そして日本に戻ることとなった時、鎌倉を選んだ。
FOAでの経験を経て、世界を視野に仕事をしたいという気持ちは揺るぎなかったが、同時に、日々の生活や住まうまちの大切さも十二分に感じることとなった。「自分が心地よい環境で暮らしていたいと思ったのです。これからは同じように思う人がきっと増えるし、スタッフにもそういう人が来てくれるといいなと思って。」
当時は日本各地にプロジェクトを抱えるような設計事務所は鎌倉エリアには数軒しかなかったが、現在では30代の子育て世代を中心に、若手建築家がどんどん鎌倉に集まってきている。JIA神奈川が主催する「鎌倉まち歩き」を計画・実行してみて改めて分かったそうだが、事務所近くの由比ガ浜通りには、建築家が手がけた物件が数多く建ち並ぶ。田邉さんが設計した「鎌倉笹目座(2018年)」もこの通り沿いにある。「これだけ現役の建築家が手がけた建物が並ぶ通りも珍しいし、建築家に頼もう、というマインドをもったクライアントが多くいることも鎌倉の財産だと思う」と田邉さんは言う。

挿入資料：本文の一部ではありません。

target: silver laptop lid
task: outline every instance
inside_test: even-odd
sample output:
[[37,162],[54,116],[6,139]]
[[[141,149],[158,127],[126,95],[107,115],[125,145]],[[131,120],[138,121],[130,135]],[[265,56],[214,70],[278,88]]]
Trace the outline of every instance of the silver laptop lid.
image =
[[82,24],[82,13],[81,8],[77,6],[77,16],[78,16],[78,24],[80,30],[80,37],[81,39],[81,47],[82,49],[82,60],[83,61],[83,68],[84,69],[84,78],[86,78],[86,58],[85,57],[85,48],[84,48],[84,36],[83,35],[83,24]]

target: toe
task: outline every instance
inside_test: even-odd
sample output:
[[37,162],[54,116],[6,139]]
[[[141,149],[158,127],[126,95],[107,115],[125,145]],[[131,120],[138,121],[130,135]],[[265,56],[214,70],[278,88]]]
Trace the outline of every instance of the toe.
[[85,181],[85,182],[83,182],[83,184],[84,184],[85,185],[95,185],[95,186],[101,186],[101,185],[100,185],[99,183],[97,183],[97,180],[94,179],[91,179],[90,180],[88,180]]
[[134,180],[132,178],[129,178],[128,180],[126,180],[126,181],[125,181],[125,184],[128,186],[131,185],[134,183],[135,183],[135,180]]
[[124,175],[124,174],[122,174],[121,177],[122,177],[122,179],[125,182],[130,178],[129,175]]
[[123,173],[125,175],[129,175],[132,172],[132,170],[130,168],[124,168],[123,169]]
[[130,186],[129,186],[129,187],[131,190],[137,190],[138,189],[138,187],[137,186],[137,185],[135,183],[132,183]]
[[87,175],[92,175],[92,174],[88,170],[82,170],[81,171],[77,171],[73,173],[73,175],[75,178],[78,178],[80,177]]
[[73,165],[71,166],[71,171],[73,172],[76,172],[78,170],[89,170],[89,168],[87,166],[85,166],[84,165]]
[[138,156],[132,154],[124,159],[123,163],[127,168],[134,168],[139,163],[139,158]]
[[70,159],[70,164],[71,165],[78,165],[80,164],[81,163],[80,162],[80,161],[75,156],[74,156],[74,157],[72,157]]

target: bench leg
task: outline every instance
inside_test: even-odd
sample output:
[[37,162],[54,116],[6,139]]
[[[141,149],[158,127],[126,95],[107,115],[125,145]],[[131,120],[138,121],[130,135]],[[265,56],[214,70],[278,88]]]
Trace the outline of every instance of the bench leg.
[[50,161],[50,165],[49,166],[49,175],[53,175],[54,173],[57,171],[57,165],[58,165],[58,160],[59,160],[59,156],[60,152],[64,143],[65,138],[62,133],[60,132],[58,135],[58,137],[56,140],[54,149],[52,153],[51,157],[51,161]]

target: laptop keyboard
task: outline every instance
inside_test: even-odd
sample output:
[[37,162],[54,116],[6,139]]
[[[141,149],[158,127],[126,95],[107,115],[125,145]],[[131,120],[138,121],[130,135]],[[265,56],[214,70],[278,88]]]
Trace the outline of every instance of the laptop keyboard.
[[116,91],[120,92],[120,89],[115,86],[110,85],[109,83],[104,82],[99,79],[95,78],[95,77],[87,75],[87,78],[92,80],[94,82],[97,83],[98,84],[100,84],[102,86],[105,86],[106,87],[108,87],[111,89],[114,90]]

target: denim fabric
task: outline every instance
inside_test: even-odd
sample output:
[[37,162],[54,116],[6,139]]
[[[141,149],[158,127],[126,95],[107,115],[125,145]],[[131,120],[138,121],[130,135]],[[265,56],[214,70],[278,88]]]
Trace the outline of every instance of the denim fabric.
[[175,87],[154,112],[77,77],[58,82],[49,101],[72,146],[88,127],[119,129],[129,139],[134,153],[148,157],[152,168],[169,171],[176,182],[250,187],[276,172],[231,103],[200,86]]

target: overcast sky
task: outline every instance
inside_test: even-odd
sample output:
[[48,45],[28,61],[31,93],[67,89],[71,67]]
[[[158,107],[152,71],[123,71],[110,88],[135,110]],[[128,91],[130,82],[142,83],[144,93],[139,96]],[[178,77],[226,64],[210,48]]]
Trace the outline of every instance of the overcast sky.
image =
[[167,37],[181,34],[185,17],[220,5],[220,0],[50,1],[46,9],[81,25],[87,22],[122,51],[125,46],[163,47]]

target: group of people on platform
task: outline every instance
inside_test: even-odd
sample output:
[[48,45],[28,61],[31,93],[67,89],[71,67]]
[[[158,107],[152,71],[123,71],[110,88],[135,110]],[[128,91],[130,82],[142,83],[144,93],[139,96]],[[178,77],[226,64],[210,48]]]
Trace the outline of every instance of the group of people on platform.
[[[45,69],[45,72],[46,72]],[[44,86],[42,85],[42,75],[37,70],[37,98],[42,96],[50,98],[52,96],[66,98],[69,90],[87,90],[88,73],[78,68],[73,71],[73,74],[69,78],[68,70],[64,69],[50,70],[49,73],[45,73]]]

2023年3月11日に開催された、JIA神奈川主催の「まち歩きから始まる鎌倉のまちづくり」マップ。赤字の建築は主に現役の建築家が設計したものを中心とした現代建築で、当日はこれらを中心に見て回った。
「鎌倉笹目座」。鎌倉駅近くの由比ガ浜通りに面する2棟からなる木造2階建て商業施設。二重屋根・二重庇が独特な外観をつくる。

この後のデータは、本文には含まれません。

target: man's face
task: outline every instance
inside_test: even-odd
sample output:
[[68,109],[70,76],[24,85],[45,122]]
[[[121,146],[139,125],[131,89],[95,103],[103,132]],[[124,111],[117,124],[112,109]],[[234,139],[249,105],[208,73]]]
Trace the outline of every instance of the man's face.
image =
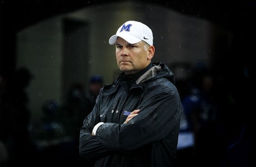
[[129,74],[135,74],[146,67],[151,59],[148,56],[147,48],[142,41],[131,44],[120,37],[117,38],[115,55],[120,70]]

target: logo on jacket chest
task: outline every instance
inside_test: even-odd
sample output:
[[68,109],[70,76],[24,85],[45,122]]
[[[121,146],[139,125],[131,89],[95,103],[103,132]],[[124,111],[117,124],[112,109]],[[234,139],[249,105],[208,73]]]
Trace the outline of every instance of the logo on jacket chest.
[[131,112],[125,110],[124,112],[124,115],[129,115],[131,114]]

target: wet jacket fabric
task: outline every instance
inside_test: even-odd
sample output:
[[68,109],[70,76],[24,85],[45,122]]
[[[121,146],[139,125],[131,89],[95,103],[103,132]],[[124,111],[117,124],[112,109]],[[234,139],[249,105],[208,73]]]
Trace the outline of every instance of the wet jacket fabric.
[[[100,91],[80,132],[81,157],[95,166],[170,166],[182,107],[171,71],[153,64],[128,88],[124,74]],[[130,113],[139,114],[123,123]],[[91,135],[94,126],[105,123]]]

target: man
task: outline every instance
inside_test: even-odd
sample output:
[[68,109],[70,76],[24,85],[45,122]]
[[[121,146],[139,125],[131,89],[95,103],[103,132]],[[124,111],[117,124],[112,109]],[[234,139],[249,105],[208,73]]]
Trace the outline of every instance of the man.
[[95,166],[172,165],[182,108],[171,71],[151,64],[151,29],[129,21],[109,43],[123,73],[100,90],[84,121],[80,155]]

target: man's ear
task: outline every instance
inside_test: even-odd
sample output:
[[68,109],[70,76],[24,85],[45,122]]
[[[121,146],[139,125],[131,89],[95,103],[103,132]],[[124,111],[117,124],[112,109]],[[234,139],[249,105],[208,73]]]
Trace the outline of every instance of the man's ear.
[[148,47],[148,60],[151,60],[155,54],[155,47],[153,45]]

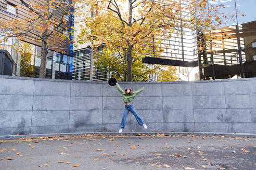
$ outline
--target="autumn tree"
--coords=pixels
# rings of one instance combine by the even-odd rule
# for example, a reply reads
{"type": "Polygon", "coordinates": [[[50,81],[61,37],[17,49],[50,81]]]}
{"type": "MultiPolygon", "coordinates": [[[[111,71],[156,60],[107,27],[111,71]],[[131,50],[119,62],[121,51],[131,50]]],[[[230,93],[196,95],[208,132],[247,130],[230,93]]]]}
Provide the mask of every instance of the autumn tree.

「鎌倉まち歩き」の際にも多くの参加者が訪れた。[ 撮影:八板晋太郎 ]
日本に戻って最初の仕事も鎌倉だった。屋上に上がると3方向を山に囲まれ、南に海を望むことの感じられる立地で住宅を設計した(「Kamakura130(2012年)」)。また鎌倉で手がけた住宅の離れ「アルマジロ(2013年)」は、甲殻のような構造的にも強固な屋根を持つ佇まいがどこか動物の「アルマジロ」のようでもあることからその名がつけられた。先にある商業施設「鎌倉笹目座」は、近隣の建物に見られる二重屋根・二重庇を解釈した屋根と庇で、壁が膨らんで庇となるような、独特な佇まいである。田邉さんの「建築の造形が街並みをつくる」という考えからつくられる建築は、どこかユニークな佇まいをしていて街ゆく人の目を楽しませる。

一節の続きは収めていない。